Hypogeous sporocarps show often other adaptations that indicate a more specific degree of coadaption with mammals. Most small mammals have a very strong olfactory sense, with olfaction being the main way in which they find underground food items. Many hypogeous fungi are characterized by strong odors; this certainly could also serve to attract fungivorous insects, however, at least some hypogeous fungi have scents that mimic mammalian pheromones. More importantly, these scents develop as the spores mature, hence, the strongest smelling sporocarps (which are presumably the ones most attractive to fungivores) are those in which the spores are most ready for dispersal.

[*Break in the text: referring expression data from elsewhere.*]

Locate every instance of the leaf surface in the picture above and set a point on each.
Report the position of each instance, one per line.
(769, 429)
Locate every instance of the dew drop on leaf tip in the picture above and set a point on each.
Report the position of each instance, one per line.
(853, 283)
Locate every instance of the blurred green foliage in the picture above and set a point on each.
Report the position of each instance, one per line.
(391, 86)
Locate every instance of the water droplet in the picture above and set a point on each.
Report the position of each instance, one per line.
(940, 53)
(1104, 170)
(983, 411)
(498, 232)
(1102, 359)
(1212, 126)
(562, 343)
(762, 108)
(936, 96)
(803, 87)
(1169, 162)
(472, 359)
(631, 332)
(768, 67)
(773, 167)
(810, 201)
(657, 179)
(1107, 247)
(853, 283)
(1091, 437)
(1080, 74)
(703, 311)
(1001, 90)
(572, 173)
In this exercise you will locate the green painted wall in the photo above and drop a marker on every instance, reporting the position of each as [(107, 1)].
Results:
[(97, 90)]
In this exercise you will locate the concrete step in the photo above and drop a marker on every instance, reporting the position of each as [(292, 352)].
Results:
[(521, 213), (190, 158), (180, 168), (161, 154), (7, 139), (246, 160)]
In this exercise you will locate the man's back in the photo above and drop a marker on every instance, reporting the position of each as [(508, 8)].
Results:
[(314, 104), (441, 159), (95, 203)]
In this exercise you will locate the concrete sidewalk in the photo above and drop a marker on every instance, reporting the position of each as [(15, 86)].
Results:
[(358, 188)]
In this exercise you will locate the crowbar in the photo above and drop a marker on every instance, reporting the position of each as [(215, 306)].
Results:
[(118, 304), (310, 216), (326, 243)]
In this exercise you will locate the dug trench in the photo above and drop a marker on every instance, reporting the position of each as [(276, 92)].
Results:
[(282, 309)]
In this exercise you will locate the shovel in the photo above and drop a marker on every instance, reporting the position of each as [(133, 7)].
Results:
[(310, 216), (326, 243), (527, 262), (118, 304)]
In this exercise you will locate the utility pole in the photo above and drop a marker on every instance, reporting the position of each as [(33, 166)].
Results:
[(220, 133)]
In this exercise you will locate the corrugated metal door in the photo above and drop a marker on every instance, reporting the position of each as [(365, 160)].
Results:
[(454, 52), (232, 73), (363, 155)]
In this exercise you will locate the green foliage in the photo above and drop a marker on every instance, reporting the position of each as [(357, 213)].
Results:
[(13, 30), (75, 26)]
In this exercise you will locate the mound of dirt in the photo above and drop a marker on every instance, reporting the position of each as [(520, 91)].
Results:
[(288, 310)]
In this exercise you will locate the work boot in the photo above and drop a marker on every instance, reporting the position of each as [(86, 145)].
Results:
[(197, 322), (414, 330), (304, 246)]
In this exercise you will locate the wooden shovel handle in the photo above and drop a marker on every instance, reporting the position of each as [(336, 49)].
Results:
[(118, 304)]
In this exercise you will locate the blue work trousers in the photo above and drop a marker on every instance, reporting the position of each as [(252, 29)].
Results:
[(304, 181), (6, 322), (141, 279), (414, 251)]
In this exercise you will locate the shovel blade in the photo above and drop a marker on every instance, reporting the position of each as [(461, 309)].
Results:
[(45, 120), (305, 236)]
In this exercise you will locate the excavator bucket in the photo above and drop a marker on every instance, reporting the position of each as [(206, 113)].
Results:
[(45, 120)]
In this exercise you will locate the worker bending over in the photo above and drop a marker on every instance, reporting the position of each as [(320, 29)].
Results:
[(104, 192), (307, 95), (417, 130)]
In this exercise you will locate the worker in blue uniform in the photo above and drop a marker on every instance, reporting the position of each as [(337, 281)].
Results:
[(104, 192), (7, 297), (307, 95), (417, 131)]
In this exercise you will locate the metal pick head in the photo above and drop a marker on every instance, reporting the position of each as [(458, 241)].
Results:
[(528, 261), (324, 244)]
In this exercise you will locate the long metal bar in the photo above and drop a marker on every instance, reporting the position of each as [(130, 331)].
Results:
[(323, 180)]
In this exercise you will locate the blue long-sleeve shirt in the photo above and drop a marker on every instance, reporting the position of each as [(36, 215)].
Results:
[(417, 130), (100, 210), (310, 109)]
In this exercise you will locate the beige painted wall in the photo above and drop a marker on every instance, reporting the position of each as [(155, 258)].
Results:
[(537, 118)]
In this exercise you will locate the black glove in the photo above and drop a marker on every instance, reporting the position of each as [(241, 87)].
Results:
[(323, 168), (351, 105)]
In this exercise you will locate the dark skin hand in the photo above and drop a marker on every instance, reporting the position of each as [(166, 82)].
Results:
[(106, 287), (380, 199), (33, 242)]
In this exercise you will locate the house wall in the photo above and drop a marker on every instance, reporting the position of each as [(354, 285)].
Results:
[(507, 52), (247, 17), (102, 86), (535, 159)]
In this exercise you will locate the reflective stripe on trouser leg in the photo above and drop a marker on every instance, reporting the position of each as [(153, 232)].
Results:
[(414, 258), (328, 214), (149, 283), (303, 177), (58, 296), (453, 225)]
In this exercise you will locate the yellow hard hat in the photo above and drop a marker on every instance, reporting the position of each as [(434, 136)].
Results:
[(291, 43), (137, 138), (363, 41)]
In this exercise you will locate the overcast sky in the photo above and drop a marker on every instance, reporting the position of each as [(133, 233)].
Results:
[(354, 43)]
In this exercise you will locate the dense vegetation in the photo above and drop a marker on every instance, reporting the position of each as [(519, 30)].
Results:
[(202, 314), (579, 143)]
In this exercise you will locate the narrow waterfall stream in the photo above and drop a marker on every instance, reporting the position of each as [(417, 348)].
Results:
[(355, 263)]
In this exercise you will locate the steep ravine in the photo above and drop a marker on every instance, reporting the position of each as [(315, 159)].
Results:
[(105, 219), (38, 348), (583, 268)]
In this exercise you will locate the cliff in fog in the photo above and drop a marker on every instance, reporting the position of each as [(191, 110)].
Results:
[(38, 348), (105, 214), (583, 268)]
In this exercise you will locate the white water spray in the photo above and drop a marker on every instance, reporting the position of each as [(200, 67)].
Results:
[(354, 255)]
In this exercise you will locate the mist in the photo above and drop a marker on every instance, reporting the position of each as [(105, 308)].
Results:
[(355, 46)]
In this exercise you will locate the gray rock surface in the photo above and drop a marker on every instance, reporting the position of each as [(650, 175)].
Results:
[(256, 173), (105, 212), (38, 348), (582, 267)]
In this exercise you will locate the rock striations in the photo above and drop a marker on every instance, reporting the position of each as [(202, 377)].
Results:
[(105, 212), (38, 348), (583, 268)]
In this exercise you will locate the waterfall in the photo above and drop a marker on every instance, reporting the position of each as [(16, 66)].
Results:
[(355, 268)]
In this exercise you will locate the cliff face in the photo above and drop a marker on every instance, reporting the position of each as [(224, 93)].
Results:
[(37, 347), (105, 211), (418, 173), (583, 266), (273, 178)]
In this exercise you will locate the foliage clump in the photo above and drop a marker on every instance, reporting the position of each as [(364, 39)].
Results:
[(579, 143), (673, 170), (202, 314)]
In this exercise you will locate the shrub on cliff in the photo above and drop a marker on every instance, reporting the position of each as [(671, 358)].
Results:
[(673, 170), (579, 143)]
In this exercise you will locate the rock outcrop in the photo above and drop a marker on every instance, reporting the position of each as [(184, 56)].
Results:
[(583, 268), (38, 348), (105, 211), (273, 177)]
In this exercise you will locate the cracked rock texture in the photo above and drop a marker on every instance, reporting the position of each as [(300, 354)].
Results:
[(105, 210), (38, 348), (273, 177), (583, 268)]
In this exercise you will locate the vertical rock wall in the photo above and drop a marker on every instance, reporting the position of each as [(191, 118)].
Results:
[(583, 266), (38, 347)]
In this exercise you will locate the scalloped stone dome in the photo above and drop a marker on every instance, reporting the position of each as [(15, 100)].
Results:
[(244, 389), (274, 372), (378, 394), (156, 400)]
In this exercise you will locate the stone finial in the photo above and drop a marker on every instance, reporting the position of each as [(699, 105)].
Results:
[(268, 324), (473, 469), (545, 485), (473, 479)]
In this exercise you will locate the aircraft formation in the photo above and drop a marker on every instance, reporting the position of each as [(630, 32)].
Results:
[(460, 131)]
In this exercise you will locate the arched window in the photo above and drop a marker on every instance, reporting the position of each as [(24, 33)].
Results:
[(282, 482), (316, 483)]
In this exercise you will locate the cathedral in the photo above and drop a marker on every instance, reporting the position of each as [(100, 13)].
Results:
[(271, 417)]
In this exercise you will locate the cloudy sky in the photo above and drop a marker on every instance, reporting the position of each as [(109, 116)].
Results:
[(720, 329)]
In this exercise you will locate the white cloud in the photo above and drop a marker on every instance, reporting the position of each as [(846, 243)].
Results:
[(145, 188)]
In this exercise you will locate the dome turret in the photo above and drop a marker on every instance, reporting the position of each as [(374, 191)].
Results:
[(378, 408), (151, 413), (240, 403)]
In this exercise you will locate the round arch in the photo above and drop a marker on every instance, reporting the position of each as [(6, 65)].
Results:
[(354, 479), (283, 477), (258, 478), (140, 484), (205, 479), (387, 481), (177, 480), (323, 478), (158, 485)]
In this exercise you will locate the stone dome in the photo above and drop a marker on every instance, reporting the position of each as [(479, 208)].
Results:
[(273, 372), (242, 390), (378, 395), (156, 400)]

In Australia, there is an example of a particularly close degree of coadaptation between Mesophellia and the mammals that consume them, particularly the long-nosed potoroo. Mesophellia is a very common hypogeous fungus in the Eucalyptus forests of Australia (as common as Rhizopogon in North American coniferous forests). It possesses a central columella that is rich in lipids and is a choice food item for fungivorous mammals. This columella is surrounded by a spore mass that is powdery at maturity; an animal that is eating this fungus will have to tear through the outer spore mass to get to columella beneath. In the process, the animal will get spores all over its paws and fur, in addition to ingesting spores. This adaptation bears a very close resemblance to flowers with powdery pollen and a nectar reward.

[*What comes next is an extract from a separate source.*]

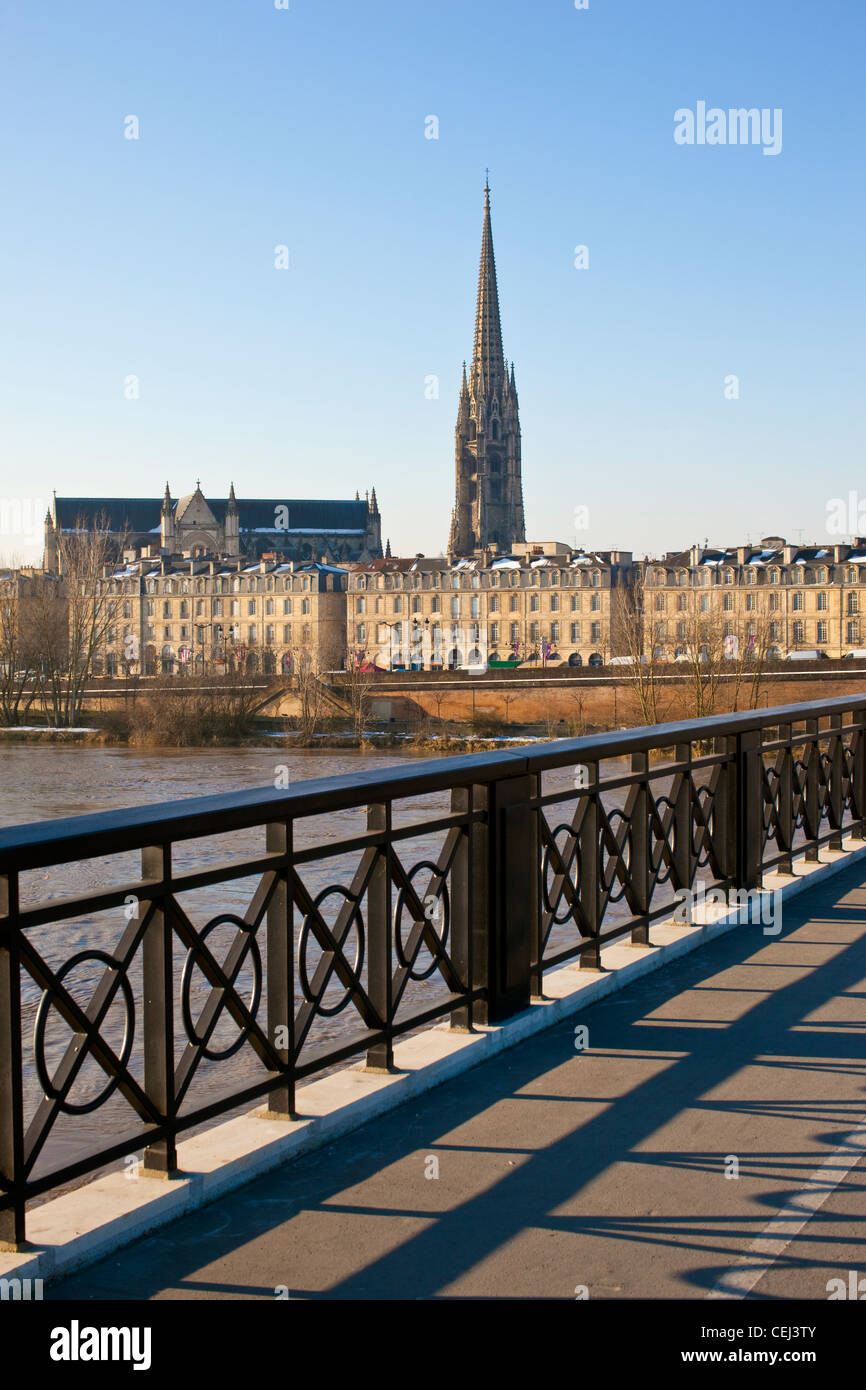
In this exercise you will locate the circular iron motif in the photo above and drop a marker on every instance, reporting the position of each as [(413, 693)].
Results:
[(355, 922), (42, 1014), (186, 980), (398, 913)]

In addition, there seems to be a third party to this potoroid/fungus mutualism (or really a fifth party, if you count the anaerobic bacteria in the potoroo's foregut, plus the ectomycorrhizal trees themselves). Potoroos and other ratkangaroos often have any of several species of Onthophagus, a type of dung beetle, living in an around their tail. When a potoroo defecates, the beetles immediately jump on the dung; the female beetles then build deep underground nests under the dung pile, while the males deliver dung to them, which they later roll into the dung balls, into which they lay their eggs. The next generation of beetles live off the dung balls, but leave behind quite a bit of the spore-rich dung, which remain buried and can serve as inoculum for mycotrophic roots into which they come into contact.

Mammalian spore dispersal may play a very important role in mycorrhizal recolonization following disturbances such as fire or logging. This is among the factors being looked at by Tom Bruns and others at UC Berkeley studying mycorrhizal recolonization following the Mt Vision Fire at Point Reyes.

The small mammal/hypogeous fungus relationship clearly is a kind of non-symbiotic mutualism with many analogies to a pollination mutualism, and likely plays a key role in ectomycorrhizal forest ecosystems. It might also be kept in mind that, like most mammals, we too are descended from small shrew-like creatures, and it is entirely possible that fungi may have been an important dietary item at some point in our evolutionary history. Hence, our own fungivory may be something deeply rooted in our past.